INDRAGIRI HILIR,ANDALAN.CO- Titik panas (hotspot) yang terpantau melalui Satelit Aplikasi Dashboard Lancang Kuning di Dusun Mekar Jaya, Desa Kerta Jaya, Kecamatan Kempas, Kabupaten Indragiri Hilir (Inhil), Riau, berhasil dikendalikan setelah tim gabungan melakukan pemadaman dan pendinginan, Kamis (6/8/2026).

Proses penanganan dipimpin langsung Kapolres Indragiri Hilir AKBP Donny Eko Listianto, S.H., S.I.K., M.H., bersama personel gabungan dari Polri, TNI, BPBD, Masyarakat Peduli Api (MPA), pemerintah kecamatan dan desa, masyarakat, serta pihak perusahaan.

Kegiatan yang dimulai sekitar pukul 10.30 WIB itu turut dihadiri Camat Kempas H. Zakaria, S.P., M.Si., Kapolsek Kempas IPTU Hendrizal, S.I.P., M.H., Kapolsek Tempuling IPTU Jimmi Tobing, S.H., Danramil 03/Tempuling LETTU ARM Muchazzar, serta jajaran pejabat utama Polres Indragiri Hilir.

Berdasarkan hasil pendataan di lapangan, kebakaran terjadi di lahan milik masyarakat dengan luas sekitar 10 hektare. Area yang terbakar didominasi lahan gambut, semak belukar, dan berada di wilayah dataran rendah. Polisi juga masih melakukan penyelidikan untuk mengetahui penyebab kebakaran sekaligus mengungkap pihak yang bertanggung jawab.

Sebanyak 89 personel diterjunkan dalam operasi tersebut. Mereka terdiri atas unsur Polri, TNI, BPBD, MPA, perangkat desa, masyarakat, hingga karyawan perusahaan. Tim juga didukung sejumlah peralatan, seperti mesin pompa air, selang pemadam, kendaraan roda dua dan roda empat, serta speedboat untuk menjangkau lokasi yang berjarak sekitar 20 kilometer dari Kantor Desa Kerta Jaya.

Di lokasi, petugas melakukan pemadaman langsung pada titik api, pendinginan di area sekitar kebakaran, patroli, pemetaan arah pendinginan, serta memberikan edukasi kepada masyarakat agar tidak membuka maupun membersihkan lahan dengan cara membakar.

Meski menghadapi kendala berupa tiupan angin yang cukup kencang, semak belukar yang lebat, serta medan yang cukup jauh, upaya pemadaman akhirnya membuahkan hasil.
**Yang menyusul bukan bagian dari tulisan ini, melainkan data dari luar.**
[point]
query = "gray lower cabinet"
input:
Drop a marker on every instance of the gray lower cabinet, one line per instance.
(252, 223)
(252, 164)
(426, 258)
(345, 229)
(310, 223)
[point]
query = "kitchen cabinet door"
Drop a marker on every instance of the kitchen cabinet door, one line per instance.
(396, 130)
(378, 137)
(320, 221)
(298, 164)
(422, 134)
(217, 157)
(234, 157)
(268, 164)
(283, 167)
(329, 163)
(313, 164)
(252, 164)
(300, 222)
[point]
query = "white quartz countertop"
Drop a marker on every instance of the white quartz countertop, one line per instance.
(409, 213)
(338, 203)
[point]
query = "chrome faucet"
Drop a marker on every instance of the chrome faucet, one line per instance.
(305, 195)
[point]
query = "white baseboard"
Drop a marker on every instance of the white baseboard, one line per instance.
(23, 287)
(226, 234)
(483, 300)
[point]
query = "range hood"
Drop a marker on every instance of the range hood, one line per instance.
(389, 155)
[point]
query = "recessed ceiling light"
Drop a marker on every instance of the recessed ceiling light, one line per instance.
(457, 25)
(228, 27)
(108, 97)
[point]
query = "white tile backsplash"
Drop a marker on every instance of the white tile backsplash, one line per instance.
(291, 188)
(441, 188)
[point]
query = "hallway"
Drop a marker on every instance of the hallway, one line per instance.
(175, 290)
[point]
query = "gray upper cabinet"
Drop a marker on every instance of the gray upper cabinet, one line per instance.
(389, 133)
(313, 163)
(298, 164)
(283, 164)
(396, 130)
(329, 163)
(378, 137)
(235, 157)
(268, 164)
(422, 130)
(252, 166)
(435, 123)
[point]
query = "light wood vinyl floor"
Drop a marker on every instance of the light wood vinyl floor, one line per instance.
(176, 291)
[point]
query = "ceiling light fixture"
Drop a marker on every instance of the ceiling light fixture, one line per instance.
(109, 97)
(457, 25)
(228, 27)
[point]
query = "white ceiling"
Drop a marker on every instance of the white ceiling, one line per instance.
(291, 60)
Kobaran api berhasil dipadamkan dan lokasi kini hanya menyisakan asap tipis. Tim kemudian menyelesaikan proses pendinginan untuk mencegah munculnya kembali titik api.

Kapolres Indragiri Hilir AKBP Donny Eko Listianto mengatakan keberhasilan mengendalikan kebakaran tersebut merupakan hasil sinergi seluruh unsur yang terlibat.

"Penanganan kebakaran lahan di Kecamatan Kempas merupakan tanggung jawab bersama. Alhamdulillah, berkat sinergi Polri, TNI, BPBD, pemerintah daerah, Masyarakat Peduli Api, perusahaan, dan seluruh elemen masyarakat, titik api berhasil dikendalikan. Kami mengapresiasi kerja keras seluruh personel yang telah berjibaku di lapangan hingga proses pemadaman dan pendinginan dapat diselesaikan," ujar Donny.

Ia menegaskan, kepolisian tidak akan berhenti pada proses pemadaman, tetapi juga akan mengusut penyebab kebakaran.

"Polres Indragiri Hilir akan terus melakukan patroli, pemantauan hotspot, serta penyelidikan untuk mengungkap penyebab kebakaran dan menindak tegas siapa pun yang terbukti dengan sengaja melakukan pembakaran lahan sesuai ketentuan hukum yang berlaku," tegasnya.

Kapolres juga mengimbau masyarakat agar tidak membuka atau membersihkan lahan dengan cara membakar karena selain melanggar hukum, tindakan tersebut dapat memicu kebakaran yang lebih luas, merusak lingkungan, mengganggu kesehatan masyarakat, serta menimbulkan kerugian ekonomi.

Ia meminta masyarakat segera melaporkan apabila menemukan titik api maupun aktivitas yang berpotensi menyebabkan kebakaran hutan dan lahan kepada Bhabinkamtibmas, Polsek terdekat, atau instansi terkait agar dapat ditangani secepat mungkin.

"Melalui kerja sama seluruh elemen masyarakat, kami berharap Kabupaten Indragiri Hilir tetap hijau, aman, dan terbebas dari kebakaran hutan dan lahan," tutup Kapolres.